Results: LLaMA 3.1 demonstrated high zero-shot performance for visual rating scores (mean [95%-CI]): Medial Temporal Atrophy: 90% [77-100%] on the left and 96% [94-99%] on the right, Global Cortical Atrophy: 87% [83-91%], and Fazekas: 94% [93-96%]. Microbleed mentions were detected with 93% accuracy [92-95%] and infarct mentions with 82% [80-84%]. Text similarity for lesion location reached 0.95 [0.95-0.96]. Performance was lower for numerical variables: 80% [78-82%] for the number of microbleeds and 66% [63-68%] for infarcts. English translation yielded comparable results. Few-shot prompting improved performance for numerical variables, achieving 92% [90-93%] for microbleeds and 81% [77-85%] for infarcts using structural similarity-based selection. 结果:LLaMA 3.1 在视觉评分指标上表现出极高的零样本(zero-shot)性能(平均值 [95% 置信区间]):内侧颞叶萎缩:左侧 90% [77-100%],右侧 96% [94-99%];整体皮质萎缩:87% [83-91%];Fazekas 评分:94% [93-96%]。微出血提及的检测准确率为 93% [92-95%],梗死提及的检测准确率为 82% [80-84%]。病灶位置的文本相似度达到 0.95 [0.95-0.96]。数值型变量的表现相对较低:微出血数量为 80% [78-82%],梗死数量为 66% [63-68%]。英语翻译版本得出的结果与荷兰语相当。少样本提示提升了数值型变量的表现,在使用基于结构相似性的选择策略时,微出血的准确率达到 92% [90-93%],梗死的准确率达到 81% [77-85%]。

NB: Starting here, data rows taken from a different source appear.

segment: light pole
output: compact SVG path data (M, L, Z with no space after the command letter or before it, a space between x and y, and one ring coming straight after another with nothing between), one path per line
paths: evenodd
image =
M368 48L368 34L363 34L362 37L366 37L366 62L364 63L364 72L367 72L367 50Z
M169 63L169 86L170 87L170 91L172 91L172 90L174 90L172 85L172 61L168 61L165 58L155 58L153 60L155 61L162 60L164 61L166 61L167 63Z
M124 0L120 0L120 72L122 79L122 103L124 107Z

Conclusion: LLaMA 3.1 shows strong potential for extracting data from Dutch neuroradiology reports. Few-shot prompting enhances performance for numerical variables, whereas challenges remain for location-specific variables. 结论:LLaMA 3.1 在从荷兰语神经放射学报告中提取数据方面展现出巨大潜力。少样本提示增强了数值型变量的提取性能,但在特定位置变量的提取上仍存在挑战。